家づくりの際、工務店によっては、標準仕様の中から選ぶようにいわれると思います。そして、仕様外から選ぼうとすると、追加料金がかかってしまったり、施主支給は断られたりということも。

しかしながら、折角の家づくり、気に入ったものを使いたいということもあるはず。工務店側から見て、仕様外の設備や器具を使うことになれている工務店の特徴、また施主支給をスムーズにするコツについて考えてみます。

目次

工務店が標準仕様を決めている理由

まずは、工務店やハウスメーカー側の理屈から考えてみましょう。標準仕様にするのには、大きくは、3つに分かれていると思います。

打ち合わせの回数を増やしたくない

標準仕様を設定しておき、この中から選んでね、としておけば、打ち合わせの回数を減らすことができます。商売としては寄り少ない労力でできた方がいいわけですし、特にこだわりのないお客さんもいます。それなら膨大な数の商品をある程度絞っておく方が、合理的であると言えるのです。

メーカー指定で大口契約しており、利益率が出せる

ある程度の棟数を年間で行っている工務店には、メーカーから大口顧客専門の営業がついています。年間ユニットバスを10台出してくれればこの割引率で、サッシを100窓だしてくればこの価格でと、割引の提案があり、僕らのような小規模な工務店よりも有利な金額で仕入をすることができます。

お客さんには仕入金額は分かりませんから、契約したメーカーの商品を普通の金額で出せば、工務店は儲かるというわけです。そのかわり、他のメーカーを使うと、割引率が悪くなるので、標準仕様で縛ってしまうのです。

対応力に自信がない

たとえば、施主支給された、お客さんが希望した商品が、普段使い慣れていない納まりや、特別な配慮が必要になるケースがあります。棟数をこなす工務店は業務品質が、担当の能力でばらつかないよう、標準化に努めるところがほとんど。イレギュラーへ対応するのは、徐々に難しくなってきます。職人さんにお願いするにしても、担当が理解しなければならないため、現場の知識に乏しく、普段同一の仕様を回してばかりの工務店だと回避したがる傾向にあります。

対応しやすい工務店の特徴

ズバリ、標準仕様を決めることが大きなメリットにならない工務店です。具体的には、小規模である、対応力を強みとしている、規格型の住宅商品を持っていない工務店は期待できます。

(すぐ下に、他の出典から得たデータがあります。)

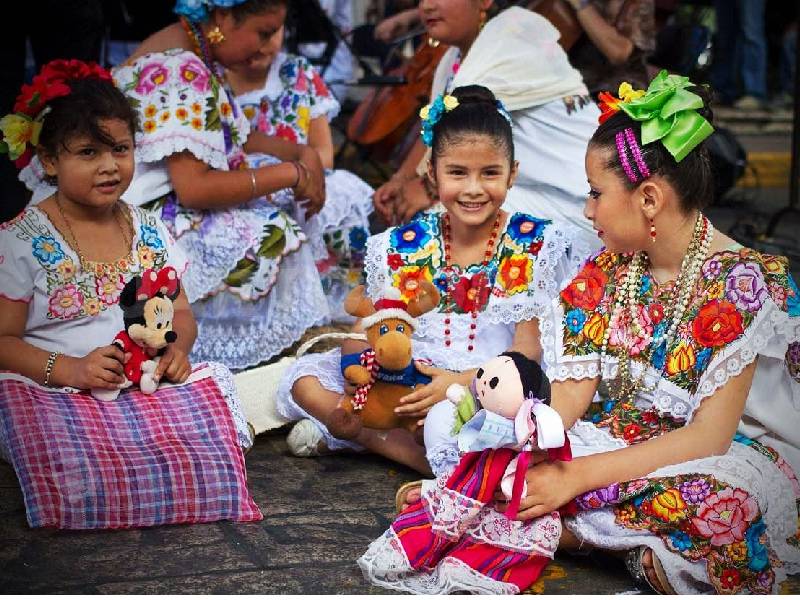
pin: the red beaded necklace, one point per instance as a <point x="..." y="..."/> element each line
<point x="477" y="283"/>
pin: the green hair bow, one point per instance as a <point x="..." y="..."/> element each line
<point x="668" y="112"/>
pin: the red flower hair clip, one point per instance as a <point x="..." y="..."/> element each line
<point x="20" y="129"/>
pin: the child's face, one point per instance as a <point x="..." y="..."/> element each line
<point x="248" y="40"/>
<point x="91" y="173"/>
<point x="611" y="207"/>
<point x="473" y="176"/>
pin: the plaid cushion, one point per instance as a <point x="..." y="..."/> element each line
<point x="172" y="457"/>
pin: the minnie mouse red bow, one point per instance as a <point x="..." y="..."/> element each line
<point x="164" y="281"/>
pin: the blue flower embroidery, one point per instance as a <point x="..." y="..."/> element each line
<point x="150" y="237"/>
<point x="524" y="229"/>
<point x="756" y="551"/>
<point x="410" y="238"/>
<point x="47" y="250"/>
<point x="680" y="540"/>
<point x="358" y="238"/>
<point x="793" y="301"/>
<point x="575" y="320"/>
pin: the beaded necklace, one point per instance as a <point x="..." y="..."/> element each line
<point x="627" y="298"/>
<point x="479" y="282"/>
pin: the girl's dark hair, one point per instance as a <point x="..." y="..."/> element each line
<point x="255" y="7"/>
<point x="476" y="114"/>
<point x="80" y="112"/>
<point x="691" y="178"/>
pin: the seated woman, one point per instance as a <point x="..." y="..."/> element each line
<point x="172" y="456"/>
<point x="619" y="36"/>
<point x="283" y="96"/>
<point x="516" y="54"/>
<point x="690" y="465"/>
<point x="495" y="271"/>
<point x="251" y="278"/>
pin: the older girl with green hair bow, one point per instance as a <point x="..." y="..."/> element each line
<point x="687" y="465"/>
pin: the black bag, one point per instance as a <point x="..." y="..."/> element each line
<point x="728" y="160"/>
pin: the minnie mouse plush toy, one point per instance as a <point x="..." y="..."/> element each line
<point x="147" y="310"/>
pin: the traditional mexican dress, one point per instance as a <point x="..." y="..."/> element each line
<point x="138" y="460"/>
<point x="251" y="279"/>
<point x="292" y="96"/>
<point x="724" y="523"/>
<point x="532" y="256"/>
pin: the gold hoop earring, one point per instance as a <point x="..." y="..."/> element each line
<point x="215" y="36"/>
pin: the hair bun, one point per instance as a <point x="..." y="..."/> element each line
<point x="474" y="94"/>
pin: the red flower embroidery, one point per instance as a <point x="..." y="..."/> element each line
<point x="286" y="132"/>
<point x="586" y="290"/>
<point x="730" y="579"/>
<point x="471" y="294"/>
<point x="395" y="261"/>
<point x="717" y="323"/>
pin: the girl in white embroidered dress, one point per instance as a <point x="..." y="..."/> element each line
<point x="690" y="464"/>
<point x="496" y="272"/>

また、この中でも建築家や設計事務所との仕事をしている実績がある工務店は、工事ごとに特殊な納まりや部材を使うことが多いので、イレギュラーな対応、初めてやることにも慣れているケースが多いので、お客さんが喜ぶ、となれば応じてくれる可能性が高いです。

そういう工務店って高くつくんじゃないの?

当然ローコストビルダーではないはずです。お客さんとのきめ細かいやりとりも、工務店の付加価値の一つ。もちろん心意気で対応してくれるケースもありますが、やはりサービスへの対価として多少高くなることは覚悟してください。ただ、普段施主支給を受けない方針の工務店であっても、1点や2点であればお客さんの満足のために努力してくれるかも。やっぱり人と人の関係なので、相談してみたら良いと思いますよ。

こんな風にしてくれると施主支給はされやすい

自分の会社は性能以外の標準仕様は持っていないので、お客さんの意向によって、対応させて頂くことがほとんどです。またほぼすべての案件で、施主支給を受けています。実際に仕事を受ける身からすると、次の3つを意識して貰えると、とてもやりやすいです。

なるべく早く教えて!

なるべく早く打診して貰えると喜びます。ものによっては検討したり、取付や納まりについて調べたりする時間をとりたいのです。

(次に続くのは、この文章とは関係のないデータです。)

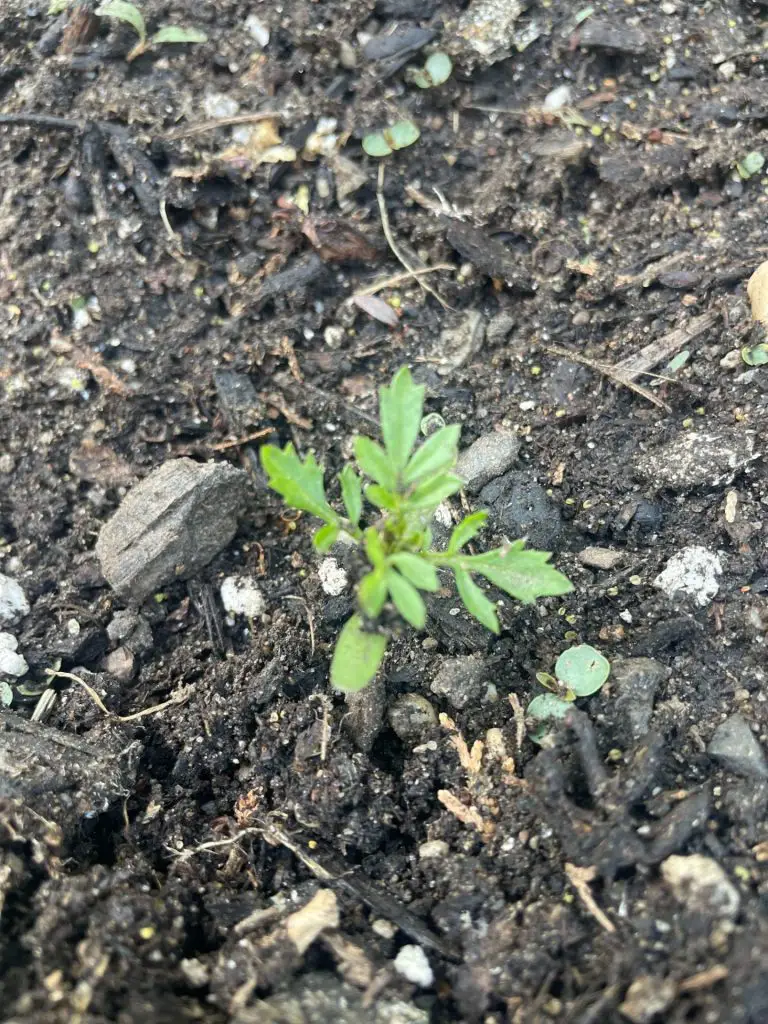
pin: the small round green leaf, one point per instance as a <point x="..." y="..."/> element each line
<point x="356" y="657"/>
<point x="376" y="145"/>
<point x="438" y="68"/>
<point x="583" y="669"/>
<point x="399" y="135"/>
<point x="757" y="356"/>
<point x="547" y="707"/>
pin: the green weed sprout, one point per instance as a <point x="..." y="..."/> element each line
<point x="397" y="136"/>
<point x="579" y="673"/>
<point x="404" y="486"/>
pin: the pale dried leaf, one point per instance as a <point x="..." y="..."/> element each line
<point x="321" y="912"/>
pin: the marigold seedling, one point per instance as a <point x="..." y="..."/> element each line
<point x="402" y="484"/>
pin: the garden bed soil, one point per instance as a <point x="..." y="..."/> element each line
<point x="157" y="867"/>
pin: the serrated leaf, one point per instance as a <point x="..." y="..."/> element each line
<point x="374" y="462"/>
<point x="547" y="706"/>
<point x="583" y="669"/>
<point x="436" y="455"/>
<point x="372" y="592"/>
<point x="356" y="657"/>
<point x="475" y="601"/>
<point x="417" y="570"/>
<point x="400" y="408"/>
<point x="175" y="34"/>
<point x="326" y="537"/>
<point x="381" y="498"/>
<point x="299" y="483"/>
<point x="351" y="494"/>
<point x="374" y="547"/>
<point x="124" y="11"/>
<point x="520" y="572"/>
<point x="429" y="495"/>
<point x="466" y="529"/>
<point x="407" y="599"/>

手配自体はお客さんが考えるよりもずっと早くかけていることも多々ありますので、どうしても間に合わないケースがあります。

優先順位をつけて!

どうしても使いたいものと、可能なら使いたいものを分けて貰えると工務店側は対応しやすいと思います。少しでも安くと思って、なんでも施主支給をしようとした場合、逆に手間がかかってしまい高くついてしまうかも。作業の段取りもあり、保管場所の問題もありますので、全部は難しいと思ってください。

でも、方針に抵触する場合はごめんなさい!

意匠にこだわっている工務店の場合、デザインコードから余りに逸脱するようなものは避けたがるはずです。僕は性能にこだわりたいので、明らかに性能上問題があるような器具や、不必要とおもわれる設備等は、お客さんが望まれても説明の上で断ることがあります。

打ち合わせや、序盤の段階で施主支給ができるか、ある程度決まっている場合は具体的な品名を挙げて工務店に聞いておくと良いでしょう。

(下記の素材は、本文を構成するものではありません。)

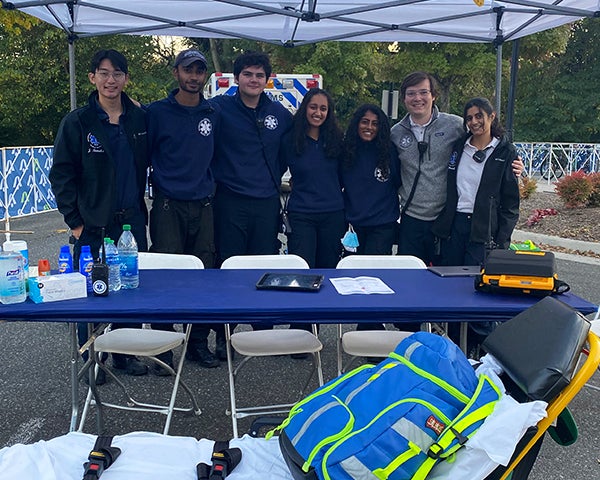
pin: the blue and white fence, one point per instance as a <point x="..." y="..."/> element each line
<point x="550" y="161"/>
<point x="24" y="181"/>
<point x="25" y="188"/>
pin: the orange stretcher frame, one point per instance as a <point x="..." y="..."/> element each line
<point x="585" y="372"/>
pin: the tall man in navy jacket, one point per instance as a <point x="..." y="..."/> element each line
<point x="98" y="174"/>
<point x="246" y="166"/>
<point x="181" y="138"/>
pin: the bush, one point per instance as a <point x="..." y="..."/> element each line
<point x="594" y="199"/>
<point x="538" y="214"/>
<point x="574" y="189"/>
<point x="527" y="187"/>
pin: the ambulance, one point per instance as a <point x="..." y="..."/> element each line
<point x="287" y="89"/>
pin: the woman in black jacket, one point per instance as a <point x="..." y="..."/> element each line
<point x="482" y="206"/>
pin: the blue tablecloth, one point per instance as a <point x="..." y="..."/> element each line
<point x="199" y="296"/>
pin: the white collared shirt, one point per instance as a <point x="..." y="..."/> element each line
<point x="419" y="130"/>
<point x="468" y="175"/>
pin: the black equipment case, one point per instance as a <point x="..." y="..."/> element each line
<point x="518" y="271"/>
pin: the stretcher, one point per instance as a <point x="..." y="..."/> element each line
<point x="150" y="455"/>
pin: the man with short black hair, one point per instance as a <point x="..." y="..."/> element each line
<point x="181" y="138"/>
<point x="246" y="167"/>
<point x="98" y="173"/>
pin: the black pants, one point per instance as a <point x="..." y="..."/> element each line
<point x="245" y="225"/>
<point x="458" y="249"/>
<point x="417" y="239"/>
<point x="376" y="240"/>
<point x="178" y="226"/>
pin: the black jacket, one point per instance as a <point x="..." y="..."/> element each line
<point x="498" y="194"/>
<point x="83" y="173"/>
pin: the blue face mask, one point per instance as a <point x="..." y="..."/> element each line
<point x="350" y="240"/>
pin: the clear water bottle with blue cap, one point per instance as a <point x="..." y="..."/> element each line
<point x="128" y="253"/>
<point x="113" y="261"/>
<point x="65" y="260"/>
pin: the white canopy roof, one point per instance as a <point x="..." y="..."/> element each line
<point x="297" y="22"/>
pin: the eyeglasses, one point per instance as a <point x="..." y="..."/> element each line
<point x="420" y="93"/>
<point x="105" y="75"/>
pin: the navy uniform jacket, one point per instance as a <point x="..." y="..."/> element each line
<point x="246" y="160"/>
<point x="497" y="181"/>
<point x="370" y="195"/>
<point x="83" y="173"/>
<point x="182" y="144"/>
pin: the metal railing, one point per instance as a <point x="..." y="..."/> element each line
<point x="26" y="188"/>
<point x="550" y="161"/>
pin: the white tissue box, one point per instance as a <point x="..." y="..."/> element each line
<point x="52" y="288"/>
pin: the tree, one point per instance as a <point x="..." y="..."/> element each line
<point x="557" y="97"/>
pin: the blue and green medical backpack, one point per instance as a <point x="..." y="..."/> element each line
<point x="394" y="421"/>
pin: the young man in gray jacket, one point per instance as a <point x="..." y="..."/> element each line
<point x="424" y="139"/>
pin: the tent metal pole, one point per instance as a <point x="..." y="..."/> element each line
<point x="512" y="89"/>
<point x="72" y="92"/>
<point x="498" y="79"/>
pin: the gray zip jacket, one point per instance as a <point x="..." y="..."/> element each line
<point x="430" y="194"/>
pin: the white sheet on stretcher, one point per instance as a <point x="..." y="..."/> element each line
<point x="152" y="455"/>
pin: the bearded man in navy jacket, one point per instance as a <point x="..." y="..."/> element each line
<point x="246" y="166"/>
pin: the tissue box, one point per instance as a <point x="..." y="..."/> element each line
<point x="52" y="288"/>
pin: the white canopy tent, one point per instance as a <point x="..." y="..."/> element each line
<point x="299" y="22"/>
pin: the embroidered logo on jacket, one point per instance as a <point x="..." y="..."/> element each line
<point x="406" y="141"/>
<point x="381" y="175"/>
<point x="453" y="161"/>
<point x="94" y="145"/>
<point x="205" y="127"/>
<point x="271" y="122"/>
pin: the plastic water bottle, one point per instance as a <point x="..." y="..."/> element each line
<point x="86" y="263"/>
<point x="12" y="278"/>
<point x="114" y="265"/>
<point x="19" y="246"/>
<point x="127" y="248"/>
<point x="65" y="260"/>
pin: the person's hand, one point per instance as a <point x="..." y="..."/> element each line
<point x="77" y="231"/>
<point x="518" y="166"/>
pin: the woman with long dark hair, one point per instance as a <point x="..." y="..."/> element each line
<point x="371" y="177"/>
<point x="482" y="206"/>
<point x="312" y="151"/>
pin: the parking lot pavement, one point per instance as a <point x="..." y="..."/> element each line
<point x="35" y="388"/>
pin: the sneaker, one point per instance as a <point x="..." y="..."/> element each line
<point x="159" y="370"/>
<point x="100" y="378"/>
<point x="221" y="350"/>
<point x="130" y="364"/>
<point x="203" y="356"/>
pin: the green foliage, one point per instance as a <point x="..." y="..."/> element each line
<point x="557" y="95"/>
<point x="574" y="189"/>
<point x="527" y="187"/>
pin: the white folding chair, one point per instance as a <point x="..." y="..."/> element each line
<point x="372" y="343"/>
<point x="263" y="343"/>
<point x="149" y="344"/>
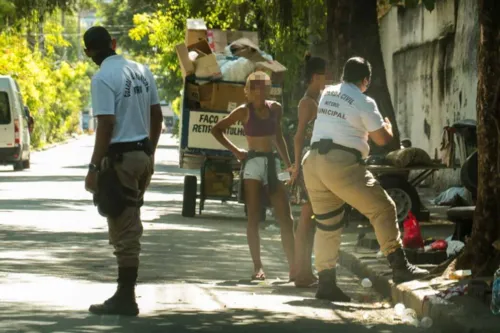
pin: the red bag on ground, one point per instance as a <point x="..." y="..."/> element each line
<point x="412" y="236"/>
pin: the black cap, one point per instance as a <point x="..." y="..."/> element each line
<point x="97" y="38"/>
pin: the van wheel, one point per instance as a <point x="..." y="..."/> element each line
<point x="19" y="166"/>
<point x="189" y="197"/>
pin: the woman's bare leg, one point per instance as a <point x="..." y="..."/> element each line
<point x="253" y="202"/>
<point x="303" y="247"/>
<point x="281" y="205"/>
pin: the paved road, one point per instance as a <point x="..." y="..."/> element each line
<point x="55" y="261"/>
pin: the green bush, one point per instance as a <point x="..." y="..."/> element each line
<point x="55" y="91"/>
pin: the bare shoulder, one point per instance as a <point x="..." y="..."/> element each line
<point x="275" y="106"/>
<point x="240" y="113"/>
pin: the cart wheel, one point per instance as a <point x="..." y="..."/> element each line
<point x="189" y="197"/>
<point x="404" y="195"/>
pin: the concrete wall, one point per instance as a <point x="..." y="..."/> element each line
<point x="431" y="66"/>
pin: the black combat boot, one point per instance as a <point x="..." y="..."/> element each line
<point x="402" y="270"/>
<point x="327" y="287"/>
<point x="123" y="301"/>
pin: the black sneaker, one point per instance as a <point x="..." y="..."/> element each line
<point x="402" y="270"/>
<point x="121" y="303"/>
<point x="327" y="287"/>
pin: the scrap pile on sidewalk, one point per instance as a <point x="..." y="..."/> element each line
<point x="216" y="64"/>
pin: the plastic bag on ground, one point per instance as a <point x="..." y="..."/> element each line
<point x="454" y="196"/>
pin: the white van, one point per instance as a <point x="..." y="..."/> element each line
<point x="15" y="126"/>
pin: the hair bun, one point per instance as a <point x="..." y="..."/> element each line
<point x="307" y="56"/>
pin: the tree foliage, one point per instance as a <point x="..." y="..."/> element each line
<point x="55" y="92"/>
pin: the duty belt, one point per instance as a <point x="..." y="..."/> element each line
<point x="125" y="147"/>
<point x="325" y="145"/>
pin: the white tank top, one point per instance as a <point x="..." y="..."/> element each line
<point x="346" y="116"/>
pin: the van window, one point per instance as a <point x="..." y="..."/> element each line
<point x="5" y="117"/>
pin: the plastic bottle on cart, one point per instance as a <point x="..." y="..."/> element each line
<point x="495" y="296"/>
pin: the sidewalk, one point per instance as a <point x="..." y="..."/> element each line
<point x="457" y="315"/>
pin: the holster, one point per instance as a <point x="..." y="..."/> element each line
<point x="325" y="145"/>
<point x="112" y="197"/>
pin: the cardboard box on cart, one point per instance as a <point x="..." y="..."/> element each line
<point x="198" y="59"/>
<point x="244" y="47"/>
<point x="216" y="96"/>
<point x="196" y="31"/>
<point x="219" y="39"/>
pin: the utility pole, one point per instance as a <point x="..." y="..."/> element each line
<point x="63" y="24"/>
<point x="79" y="32"/>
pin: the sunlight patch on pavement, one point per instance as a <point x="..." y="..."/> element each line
<point x="32" y="255"/>
<point x="55" y="221"/>
<point x="178" y="227"/>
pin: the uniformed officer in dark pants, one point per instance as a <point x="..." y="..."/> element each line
<point x="129" y="120"/>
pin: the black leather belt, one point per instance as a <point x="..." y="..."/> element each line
<point x="125" y="147"/>
<point x="272" y="176"/>
<point x="325" y="145"/>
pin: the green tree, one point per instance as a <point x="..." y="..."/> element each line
<point x="482" y="252"/>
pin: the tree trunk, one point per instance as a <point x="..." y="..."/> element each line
<point x="480" y="254"/>
<point x="352" y="27"/>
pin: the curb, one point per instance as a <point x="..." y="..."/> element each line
<point x="462" y="315"/>
<point x="60" y="143"/>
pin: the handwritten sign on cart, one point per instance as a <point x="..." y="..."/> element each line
<point x="200" y="127"/>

施主支給も上手く使うと、予算を抑えつつ、ワンランク上の製品がついたり、より一層家への愛着が持てたりします。工務店側も、ネットの方が安かったり、お客さんが色んな情報を見て家づくりに関わっていることは分かっていますので、無碍にはしないと思います。折角の家づくり、上手く協同して引き渡しを迎えられるようにしたいですね。